Oh! I just read that the movie was based on the Hit-man games. That explains a lot. It wasn't horrible. But it did not hold a candle to Homeland.

Sigh.


I did a lot of soul searching as  I tossed and turned. And also while I turned and tossed!

Then I gave up trying to find a position where sleep would find me.

And I updated my profile on a free online dating site.

Yes, back to the fishing pond. But no great expectations. It is just nice to have a man in my pocket who I can text on a lonely, sleepless night.

One thing I did come away with after all that tossing, turning and soul searching is this: I NEED TO KICK THIS BELLY FAT IN THE BUTT!

Sick of it, I am! And most impatient I have become.

Watch out B.F.!!I am not going to show you any more mercy!

Dinner is a turkey burger on  a GF bun , side salad with balsamic vinegraite, and unsweetened iced tea. At Burgerville. No fries!! It is 7:15 p.m. no more food until tomorrow.

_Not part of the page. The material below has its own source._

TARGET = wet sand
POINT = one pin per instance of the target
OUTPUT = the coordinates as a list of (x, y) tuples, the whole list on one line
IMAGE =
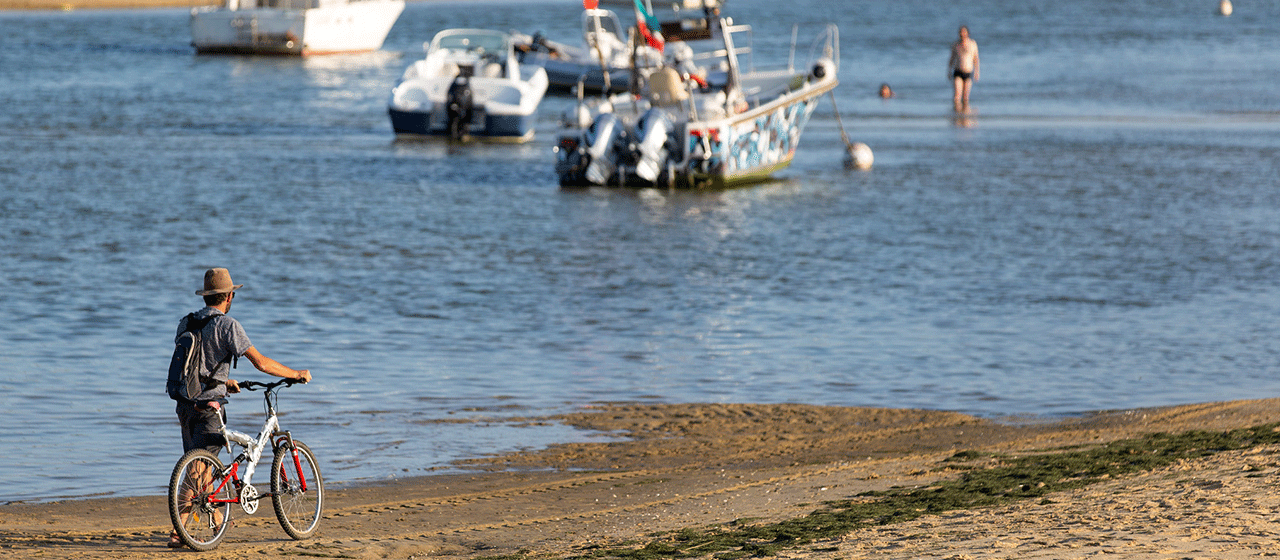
[(680, 467)]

After I post this blog, I am going to the gym.

The time has come.

NO MERCY!!

Oh, and happy Saturday!

Talk to you tomorrow.

Love, peace and pure determination,

Zita






Comments

Popular posts from this blog

Year Four, Day 328: Success at Last!! This is What I Do

Hello My Long Lost Friends! Or, perhaps it was I who was lost? And now I think I am beginning to find myself!  Under layers of fat, and self loathing!  How's that for an opening line!  Or perhaps the title of a novel:  Layers of Fat and Self-Loathing! Today I stepped on the scale.  I am weighing myself every morning these days. I was shocked! I told my partner the scale must be broken!  Yesterday I weight 186. Today 185! I have been on a strict intermittent fast for the past 10 weeks. I have officially lost 12 pounds!  And the best news is I think I not only can stick to this way of eating, I am actually beginning to really enjoy it!  And look how far I've come! I've been writing since May 12, 2015.  Over 8 years now!  I know this blog post says Year Four, Day 328, but there have been many pauses in blogging. For instance, when I am not pleased with progress or simply have no words! I was 53 when I first began blogging. I am now 61. I honestly feel better than I did 8 years

Year Four, Day 335: "Crisis Fatigue"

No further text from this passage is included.